# Bait Shops Near Matapeake



## FlounderFinder (Apr 7, 2003)

After seeing all of the positive write ups about Metapeake Pier a friend and I are going to check it out Saturday. Are there bait shops nearby that will be open early, preferrably on the way from the DC area?

This site has already been a great help and I haven't even put a line in the water yet this season.


----------



## Skate_Magnet (Sep 24, 2002)

I usually stop by strAngler's (2 or 3 exits before the Bridge) or the Amoco gas station right before the pier.


----------



## BAYFISHER (Jul 6, 2001)

no offense to anyone, amoco in my observation through 7 yrs have fallen short of NEEDED bait when fish are hot.

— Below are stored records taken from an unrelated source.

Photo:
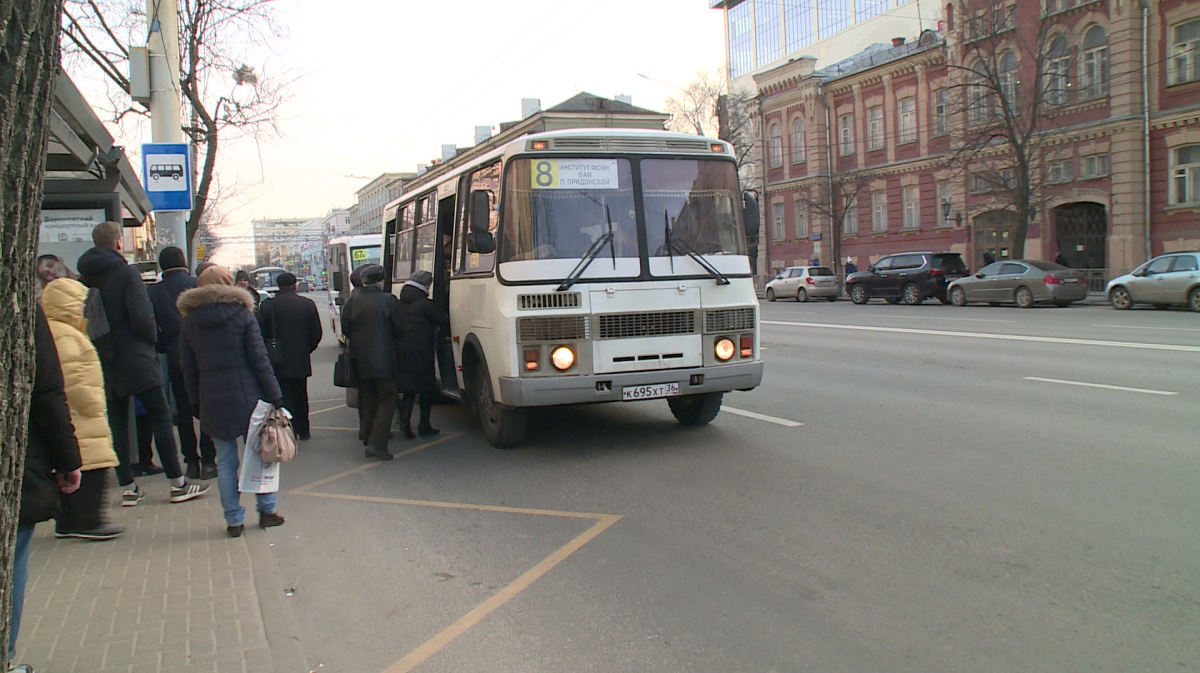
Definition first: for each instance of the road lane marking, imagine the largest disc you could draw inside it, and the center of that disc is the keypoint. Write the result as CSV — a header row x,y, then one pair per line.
x,y
1105,386
995,337
784,422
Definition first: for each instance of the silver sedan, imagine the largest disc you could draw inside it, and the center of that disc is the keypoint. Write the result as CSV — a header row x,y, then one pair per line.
x,y
1021,281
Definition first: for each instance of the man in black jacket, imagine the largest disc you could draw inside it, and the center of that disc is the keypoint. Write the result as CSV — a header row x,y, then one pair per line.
x,y
293,322
371,322
175,278
52,461
130,361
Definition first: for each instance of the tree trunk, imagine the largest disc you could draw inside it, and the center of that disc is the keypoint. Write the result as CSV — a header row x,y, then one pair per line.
x,y
29,61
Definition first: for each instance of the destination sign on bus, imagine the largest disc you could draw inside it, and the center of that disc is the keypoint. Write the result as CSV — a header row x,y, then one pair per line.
x,y
574,174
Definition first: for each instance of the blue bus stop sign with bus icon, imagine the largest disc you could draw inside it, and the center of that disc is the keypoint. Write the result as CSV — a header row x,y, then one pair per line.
x,y
167,175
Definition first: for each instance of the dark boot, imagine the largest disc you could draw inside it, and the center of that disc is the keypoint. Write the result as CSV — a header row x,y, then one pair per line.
x,y
406,415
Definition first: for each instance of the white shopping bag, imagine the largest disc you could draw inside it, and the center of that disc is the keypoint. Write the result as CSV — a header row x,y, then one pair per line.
x,y
257,476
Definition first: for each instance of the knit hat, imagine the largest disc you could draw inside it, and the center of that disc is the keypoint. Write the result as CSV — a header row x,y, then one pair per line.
x,y
215,275
372,274
171,257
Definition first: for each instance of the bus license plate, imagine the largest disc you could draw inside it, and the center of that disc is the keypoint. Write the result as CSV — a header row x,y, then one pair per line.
x,y
649,391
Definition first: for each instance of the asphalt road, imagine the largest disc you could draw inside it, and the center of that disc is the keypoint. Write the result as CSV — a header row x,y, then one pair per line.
x,y
971,490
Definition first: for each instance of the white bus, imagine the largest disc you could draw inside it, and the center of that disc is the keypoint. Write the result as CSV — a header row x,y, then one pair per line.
x,y
585,265
343,254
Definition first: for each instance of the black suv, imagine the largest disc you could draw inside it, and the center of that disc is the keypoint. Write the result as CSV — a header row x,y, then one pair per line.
x,y
910,277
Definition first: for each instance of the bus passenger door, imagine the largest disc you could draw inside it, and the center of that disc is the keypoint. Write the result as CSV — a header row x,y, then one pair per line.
x,y
442,264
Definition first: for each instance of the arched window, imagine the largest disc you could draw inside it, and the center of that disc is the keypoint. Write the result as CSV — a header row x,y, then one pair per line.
x,y
1186,53
1057,85
1186,174
777,146
797,140
1008,79
1093,65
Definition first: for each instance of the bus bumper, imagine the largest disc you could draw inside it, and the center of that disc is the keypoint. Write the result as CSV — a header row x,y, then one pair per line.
x,y
547,391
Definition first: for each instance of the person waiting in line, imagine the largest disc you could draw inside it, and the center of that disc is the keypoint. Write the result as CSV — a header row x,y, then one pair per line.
x,y
131,364
83,511
293,322
227,372
371,322
415,353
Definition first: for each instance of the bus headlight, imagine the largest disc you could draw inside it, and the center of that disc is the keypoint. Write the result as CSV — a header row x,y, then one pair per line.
x,y
563,358
725,349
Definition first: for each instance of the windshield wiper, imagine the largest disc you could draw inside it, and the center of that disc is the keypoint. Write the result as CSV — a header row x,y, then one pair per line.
x,y
592,252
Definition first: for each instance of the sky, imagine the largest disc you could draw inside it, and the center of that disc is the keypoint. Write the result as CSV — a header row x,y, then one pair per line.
x,y
379,85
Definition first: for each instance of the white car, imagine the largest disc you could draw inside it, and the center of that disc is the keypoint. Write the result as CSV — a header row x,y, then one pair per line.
x,y
802,282
1163,281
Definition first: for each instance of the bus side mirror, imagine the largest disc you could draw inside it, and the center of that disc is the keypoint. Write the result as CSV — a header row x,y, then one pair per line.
x,y
750,215
480,211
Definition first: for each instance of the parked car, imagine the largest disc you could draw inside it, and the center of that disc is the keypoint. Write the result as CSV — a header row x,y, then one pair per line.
x,y
803,282
1021,281
1163,281
910,277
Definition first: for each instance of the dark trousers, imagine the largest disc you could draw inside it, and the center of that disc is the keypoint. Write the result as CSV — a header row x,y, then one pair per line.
x,y
295,400
159,413
406,410
186,425
84,509
377,400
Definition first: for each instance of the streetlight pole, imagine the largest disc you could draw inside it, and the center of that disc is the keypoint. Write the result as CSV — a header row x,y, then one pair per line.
x,y
162,48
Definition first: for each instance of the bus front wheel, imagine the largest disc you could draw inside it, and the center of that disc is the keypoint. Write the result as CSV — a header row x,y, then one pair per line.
x,y
696,409
503,426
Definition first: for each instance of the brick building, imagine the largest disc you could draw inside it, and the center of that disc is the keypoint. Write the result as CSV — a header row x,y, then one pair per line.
x,y
891,126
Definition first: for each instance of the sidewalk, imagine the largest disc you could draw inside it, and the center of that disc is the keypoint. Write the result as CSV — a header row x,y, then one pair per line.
x,y
173,594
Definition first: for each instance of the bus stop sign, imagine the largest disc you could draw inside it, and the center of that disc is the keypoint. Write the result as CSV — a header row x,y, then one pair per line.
x,y
167,175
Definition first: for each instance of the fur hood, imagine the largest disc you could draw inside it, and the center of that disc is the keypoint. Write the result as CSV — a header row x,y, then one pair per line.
x,y
214,294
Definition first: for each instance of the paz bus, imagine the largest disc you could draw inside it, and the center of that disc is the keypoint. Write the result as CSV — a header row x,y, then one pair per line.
x,y
585,265
343,254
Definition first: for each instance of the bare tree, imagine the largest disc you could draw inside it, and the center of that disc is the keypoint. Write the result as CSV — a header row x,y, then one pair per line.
x,y
227,98
29,61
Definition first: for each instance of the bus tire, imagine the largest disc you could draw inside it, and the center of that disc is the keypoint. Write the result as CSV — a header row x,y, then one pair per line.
x,y
503,426
696,409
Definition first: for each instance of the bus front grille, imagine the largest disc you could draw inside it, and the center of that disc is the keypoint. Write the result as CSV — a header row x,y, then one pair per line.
x,y
729,319
555,300
627,325
552,328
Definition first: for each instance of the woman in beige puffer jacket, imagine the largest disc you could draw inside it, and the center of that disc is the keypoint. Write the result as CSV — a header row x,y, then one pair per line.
x,y
83,511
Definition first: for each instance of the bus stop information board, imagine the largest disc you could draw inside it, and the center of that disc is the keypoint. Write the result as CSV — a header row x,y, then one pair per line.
x,y
167,175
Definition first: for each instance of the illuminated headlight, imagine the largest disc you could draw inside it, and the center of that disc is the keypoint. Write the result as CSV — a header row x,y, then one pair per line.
x,y
563,358
725,349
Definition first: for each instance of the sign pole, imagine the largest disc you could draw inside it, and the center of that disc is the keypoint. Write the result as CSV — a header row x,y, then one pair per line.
x,y
162,47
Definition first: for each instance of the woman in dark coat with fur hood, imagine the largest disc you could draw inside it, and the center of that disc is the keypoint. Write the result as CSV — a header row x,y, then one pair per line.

NEAR MATAPEAKE is before the BAYBRIDGE TOLL of 2.50, there is a place called anglers on the right hand side next to WENDYS food(whitehall rd).the phone number to them is 410-757-3442. they open at 6 am.they are insanely busy all the time! get early before 7 am, and your good! then after getting to matapeake, there is a 3.00 charge to park, if not, 50.00 fine!
then make sure you have freshwater and baysport license.DNR (resource police do check licenses!)on the pier at random. dont keep ANY! ROCKFISH UNTIL APRIL 19TH! catch and release only. or 250 to 500 fine. these are to prepare you for a goodtime! goodluck and tightlines. my catch is between 30 day period 81 rockfish, from 16" TO 37". I HAVE PICS TO show. get only BLOODWORMS! they range between 7 to 8.00 a dozen. getem while they are hot. get no more than two dozen, any more would be a waste of bait and money.


----------



## FlounderFinder (Apr 7, 2003)

Thanks for the info on shops. Can't wait for the 19th to get here already. Anyone know if the croakers have made it up to Matapeake yet? I'm all for C&R, but still wouldn't mind catching something I can bring home for dinner. Also, has anyone ever had any luck with bucktail jigs off the pier?


----------



## Sandcrab (Mar 20, 2002)

As I fish early AM, none of the shops are open so I get my bait the day before I intend to fish. I have been killing the stripers in the early AM (early - before the sun comes up) on CLAM SNOUTS. 

I have had good luck with bucktails using them on the right end of the pier and casting to the pilings accross the entrance. Got Cha's work well too as well as topwater plugs in the EARLY AM.

I usually catch my fish and leave before 8 AM. After that (no matter what tide) has not produced for me.


----------